表 1–5 新しいコマンドユーティリティーのサブコマンド
サブコマンド |
説明 |
---|---|
list jmx |
JMX コネクタの JMX サービス URL を表示します |
これまでに説明したように、Message Queue のメッセージブローカは、デフォルトでは、事前に設定済みの JMX コネクタ jmxrmi を使用して、セキュリティー保護されていない通信用に設定されています。通信のセキュリティー保護のために SSL (Secure Socket Layer) を使用する必要のあるアプリケーションでは、代わりにセキュリティー保護された JMX コネクタである ssljmxrmi をアクティブにする必要があります。このためには次の手順を実行する必要があります。
『Message Queue 管理ガイド』に示されている ssljms、ssladmin、または cluster 接続サービスと同じ方法で、署名済みの証明書を取得およびインストールします。
必要に応じて、ルート CA 証明書をトラストストア内にインストールします。
ブローカの起動時にアクティブになるように、JMX コネクタのリストに ssljmxrmi コネクタを追加します。
imq.jmx.connector.activelist=jmxrmi,ssljmxrmi
Message Queue ブローカユーティリティー (imqbrokerd) をパスワードファイル内のキーストアパスワードに渡すか、プロンプト表示されるコマンド行から入力して、ブローカを起動します。

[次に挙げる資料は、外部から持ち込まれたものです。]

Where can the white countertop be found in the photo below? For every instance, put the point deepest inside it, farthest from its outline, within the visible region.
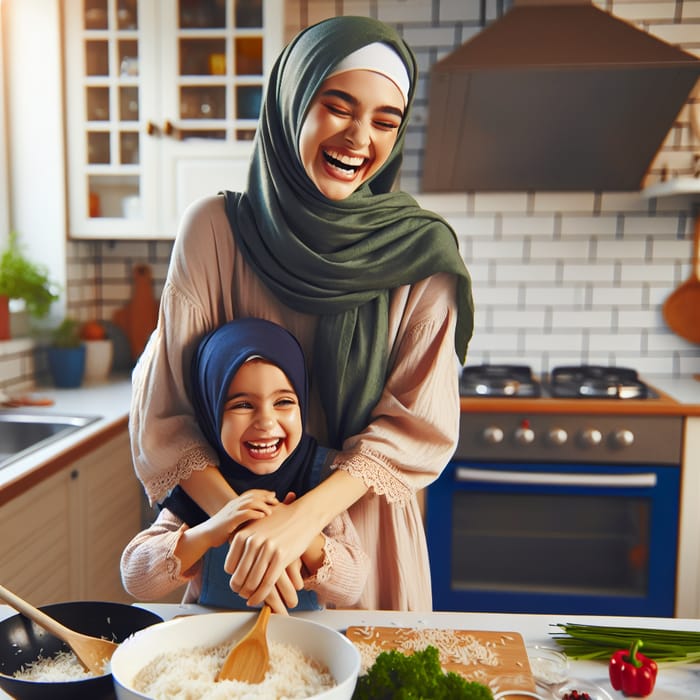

デフォルトでは、ssljmxrmi コネクタ、またはその他の SSL ベースのコネクタ は、提示されるすべてのブローカ SSL 証明書を検証するように設定されています。この検証を回避する場合、ソフトウェアのテスト中で自己署名の証明書を使用している場合などは、ブローカプロパティー imq.jmx.connector.ssljmxrmi.brokerHostTrusted を true に設定します。
クライアント側では、ssljmxrmi を優先コネクタとして指定した URL を使用して管理者のコネクションファクトリ (AdminConnectionFactory ) を設定する必要があります。
AdminConnectionFactory acf = new AdminConnectionFactory(); acf.setProperty(AdminConnectionConfiguration.imqAddress, "mq://myhost:7676/ssljmxrmi");
必要に応じて、システムプロパティー javax.net.ssl.trustStore および javax.net.ssl.trustStorePassword を使用して、JMX クライアントをトラストストアにポイントします。